G. Narmada displayed with élan the nuances of the Parur bani that she inherited from her father and guru, M.S. Gopalakrishnan.

Pioneered by the great violinist Parur Sundaram Iyer and popularised by his son violin maestro M.S. Gopalakrishnan (MSG), the Parur style of violin playing incorporates brilliant and innovative techniques in fingering and bowing. In this style, each shift from a note to the other is smooth and precise. This, coupled with elongated bowing, produces pure sound of the violin, highly pleasing to the ears.

Narmada, daughter and disciple of MSG, has imbibed this style in toto. All the items presented by her with impeccable perfection, bore the stamp of MSG. Her selections included choice kritis familiarised by her father.

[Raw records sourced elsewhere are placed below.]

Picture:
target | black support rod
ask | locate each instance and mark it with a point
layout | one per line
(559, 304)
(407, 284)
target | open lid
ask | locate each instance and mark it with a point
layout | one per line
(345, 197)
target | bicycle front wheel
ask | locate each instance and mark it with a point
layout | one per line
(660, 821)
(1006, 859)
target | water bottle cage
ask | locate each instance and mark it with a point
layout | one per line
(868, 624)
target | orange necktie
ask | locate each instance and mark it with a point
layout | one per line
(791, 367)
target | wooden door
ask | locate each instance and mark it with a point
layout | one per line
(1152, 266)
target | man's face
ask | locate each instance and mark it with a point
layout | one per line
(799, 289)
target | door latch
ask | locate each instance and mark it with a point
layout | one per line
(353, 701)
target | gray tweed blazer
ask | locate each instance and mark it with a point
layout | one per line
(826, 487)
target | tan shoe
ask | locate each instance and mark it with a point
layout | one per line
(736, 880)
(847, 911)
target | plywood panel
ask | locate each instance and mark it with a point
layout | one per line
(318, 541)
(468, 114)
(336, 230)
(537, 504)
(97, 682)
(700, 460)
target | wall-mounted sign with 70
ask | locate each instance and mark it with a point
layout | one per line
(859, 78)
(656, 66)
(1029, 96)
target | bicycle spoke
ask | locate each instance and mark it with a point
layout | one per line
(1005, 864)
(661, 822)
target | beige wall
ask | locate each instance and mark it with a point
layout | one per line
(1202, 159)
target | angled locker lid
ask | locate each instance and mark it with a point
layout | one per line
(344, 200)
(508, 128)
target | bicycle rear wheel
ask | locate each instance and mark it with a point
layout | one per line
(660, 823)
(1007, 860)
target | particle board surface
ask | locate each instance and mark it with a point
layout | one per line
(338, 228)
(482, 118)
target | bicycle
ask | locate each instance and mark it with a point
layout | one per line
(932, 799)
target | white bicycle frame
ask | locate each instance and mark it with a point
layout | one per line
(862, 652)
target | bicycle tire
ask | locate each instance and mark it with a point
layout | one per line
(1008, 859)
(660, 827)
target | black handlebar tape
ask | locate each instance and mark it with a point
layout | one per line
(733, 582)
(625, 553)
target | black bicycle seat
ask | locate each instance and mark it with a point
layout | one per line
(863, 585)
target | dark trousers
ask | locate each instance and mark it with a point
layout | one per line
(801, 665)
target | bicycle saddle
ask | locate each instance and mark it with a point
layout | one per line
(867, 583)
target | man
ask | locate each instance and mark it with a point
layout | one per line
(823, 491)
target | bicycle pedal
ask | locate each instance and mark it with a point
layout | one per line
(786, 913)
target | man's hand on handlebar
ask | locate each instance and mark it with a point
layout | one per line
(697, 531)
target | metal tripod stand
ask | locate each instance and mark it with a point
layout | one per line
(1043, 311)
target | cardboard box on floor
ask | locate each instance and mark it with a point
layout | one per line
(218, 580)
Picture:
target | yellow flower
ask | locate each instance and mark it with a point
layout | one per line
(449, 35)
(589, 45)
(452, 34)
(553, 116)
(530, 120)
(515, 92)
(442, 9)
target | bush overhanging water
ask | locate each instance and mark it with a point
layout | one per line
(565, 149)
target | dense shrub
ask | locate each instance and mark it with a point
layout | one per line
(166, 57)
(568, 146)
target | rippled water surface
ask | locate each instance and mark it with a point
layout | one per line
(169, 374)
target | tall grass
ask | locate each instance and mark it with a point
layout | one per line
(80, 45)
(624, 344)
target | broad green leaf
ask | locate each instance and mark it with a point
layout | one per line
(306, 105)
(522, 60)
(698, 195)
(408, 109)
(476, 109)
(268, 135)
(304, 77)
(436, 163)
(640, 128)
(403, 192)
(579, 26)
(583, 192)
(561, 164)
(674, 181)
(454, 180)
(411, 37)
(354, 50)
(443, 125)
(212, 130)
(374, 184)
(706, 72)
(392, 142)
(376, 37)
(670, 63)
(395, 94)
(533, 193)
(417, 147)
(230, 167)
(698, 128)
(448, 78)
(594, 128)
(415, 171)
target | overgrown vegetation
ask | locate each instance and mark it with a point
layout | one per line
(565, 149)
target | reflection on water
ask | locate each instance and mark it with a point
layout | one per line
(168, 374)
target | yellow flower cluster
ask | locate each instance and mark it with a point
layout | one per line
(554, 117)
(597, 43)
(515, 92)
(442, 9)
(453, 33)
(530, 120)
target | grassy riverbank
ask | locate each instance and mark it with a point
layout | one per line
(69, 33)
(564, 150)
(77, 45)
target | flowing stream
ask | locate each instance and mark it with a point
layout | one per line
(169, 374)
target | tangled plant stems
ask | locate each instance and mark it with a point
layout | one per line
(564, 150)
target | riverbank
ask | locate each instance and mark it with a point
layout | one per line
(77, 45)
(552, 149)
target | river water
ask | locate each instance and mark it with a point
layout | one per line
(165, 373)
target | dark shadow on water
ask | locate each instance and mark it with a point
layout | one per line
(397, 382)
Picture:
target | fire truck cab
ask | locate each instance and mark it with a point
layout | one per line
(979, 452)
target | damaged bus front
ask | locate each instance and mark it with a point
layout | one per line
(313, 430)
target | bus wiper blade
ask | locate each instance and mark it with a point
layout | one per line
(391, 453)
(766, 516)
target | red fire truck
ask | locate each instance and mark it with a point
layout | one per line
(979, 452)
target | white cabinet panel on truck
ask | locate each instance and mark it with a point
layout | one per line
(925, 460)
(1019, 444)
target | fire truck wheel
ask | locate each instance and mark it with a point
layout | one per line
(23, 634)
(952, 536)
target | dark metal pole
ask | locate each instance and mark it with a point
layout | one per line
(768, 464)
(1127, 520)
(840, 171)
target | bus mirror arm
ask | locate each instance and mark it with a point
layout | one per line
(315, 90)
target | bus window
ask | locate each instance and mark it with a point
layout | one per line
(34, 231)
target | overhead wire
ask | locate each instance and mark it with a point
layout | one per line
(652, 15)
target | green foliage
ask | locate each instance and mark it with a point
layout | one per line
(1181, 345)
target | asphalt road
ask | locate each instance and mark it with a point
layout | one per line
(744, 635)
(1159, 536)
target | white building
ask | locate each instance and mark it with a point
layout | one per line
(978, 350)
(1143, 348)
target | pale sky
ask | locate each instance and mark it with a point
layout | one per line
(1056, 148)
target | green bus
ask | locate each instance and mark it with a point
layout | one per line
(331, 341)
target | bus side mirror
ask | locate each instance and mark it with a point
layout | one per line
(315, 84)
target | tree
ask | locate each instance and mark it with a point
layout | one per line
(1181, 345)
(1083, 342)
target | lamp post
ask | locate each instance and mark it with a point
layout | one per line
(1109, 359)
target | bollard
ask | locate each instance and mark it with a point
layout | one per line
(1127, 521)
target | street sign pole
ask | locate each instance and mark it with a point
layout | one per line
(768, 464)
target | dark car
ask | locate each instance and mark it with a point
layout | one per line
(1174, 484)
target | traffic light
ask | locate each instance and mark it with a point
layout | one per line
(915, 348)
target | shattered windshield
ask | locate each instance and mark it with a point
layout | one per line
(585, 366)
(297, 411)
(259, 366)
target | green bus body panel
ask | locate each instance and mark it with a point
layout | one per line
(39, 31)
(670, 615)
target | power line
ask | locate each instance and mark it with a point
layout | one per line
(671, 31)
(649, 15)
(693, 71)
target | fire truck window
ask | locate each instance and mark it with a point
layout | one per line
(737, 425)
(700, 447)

She began with the Saveri raga varnam ‘Sarasuda’ in Adi tala, playing it on a single string – a hallmark of the Parur bani. ‘Maha Ganapathim’ in Natta, a composition of Dikshitar, and ‘Ramabhakthi Saamrajya’ in Sudha Bangaala, a Tyagaraja kriti, appended with speedy swaraprastharas, created a lively momentum. Kadanakuthoohalam, a raga derived from the 29th mela Sankarabharanam by Patnam Subramanya Iyer, has a Western tinge and is most suited for instruments. His own composition ‘Raghuvamsa sudha’ in this raga is a favourite of instrumentalists. The chittaswaram with a distinct western flavour appeals instantly.

Playing the kriti in fast pace in typical MSG style, Narmada earned accolades.

The alapana of the rare raga Kumudakriya, adorned with chiselled sangatis, was superb. ‘Ardhanareeswaram’, the only known kriti in this raga composed by Dikshitar, was presented with grace. Singing the sahitya in between, the artiste brought out the serene ‘bhava’ of the kriti. Swati Tirunal’s popular composition ‘Paripaalayamam’ in Reethigowla, prefixed with a melodious sketch of the raga, was a tidy rendition. Taking up Mohanam for extensive elaboration, Narmada depicted a panoramic portrait of the raga. The alluring sangatis leading to ‘shadjam’ in the middle octave were followed by those around ‘gandhara’, and scaling ‘panchamam’ and even ‘shadjam’ (all in the upper octave) were remarkable. The delectable sancharas on the ‘mantra’ string and the fast glides and twists of gamakas revealed her command over the instrument. The amazing improvisations in the tanam, marked by skilful fingering and bowing, was a treat. The Tyagaraja kriti ‘Bavanutha’ was appended with a fine garland of racy swaras. The ‘sawal jawab’ exchanges with the percussionists were interesting.

A sweet essay of Sindhubhairavi , followed by the enchanting tharana and the subsequent Western note received spontaneous applause. Narmada rounded off with a thillana of Swati Tirunal in Dhanasri and a Thiruppugazh in Hamsanandhi.

Calicut Hari (mridangam), Udupi Sridhar (ghatam) and Thirunakkara Rathish (moorsing) teamed up well to provide adequate support. Their tani in Adi tala after the Mohanam song was a good effort.

Prior to the concert, a function was held to commemorate the memory of MSG who passed away early this year.

The programme was held under the joint auspices of Palghat Fine Arts Society and Swaralaya, at the Society’s auditorium at Tharekkad.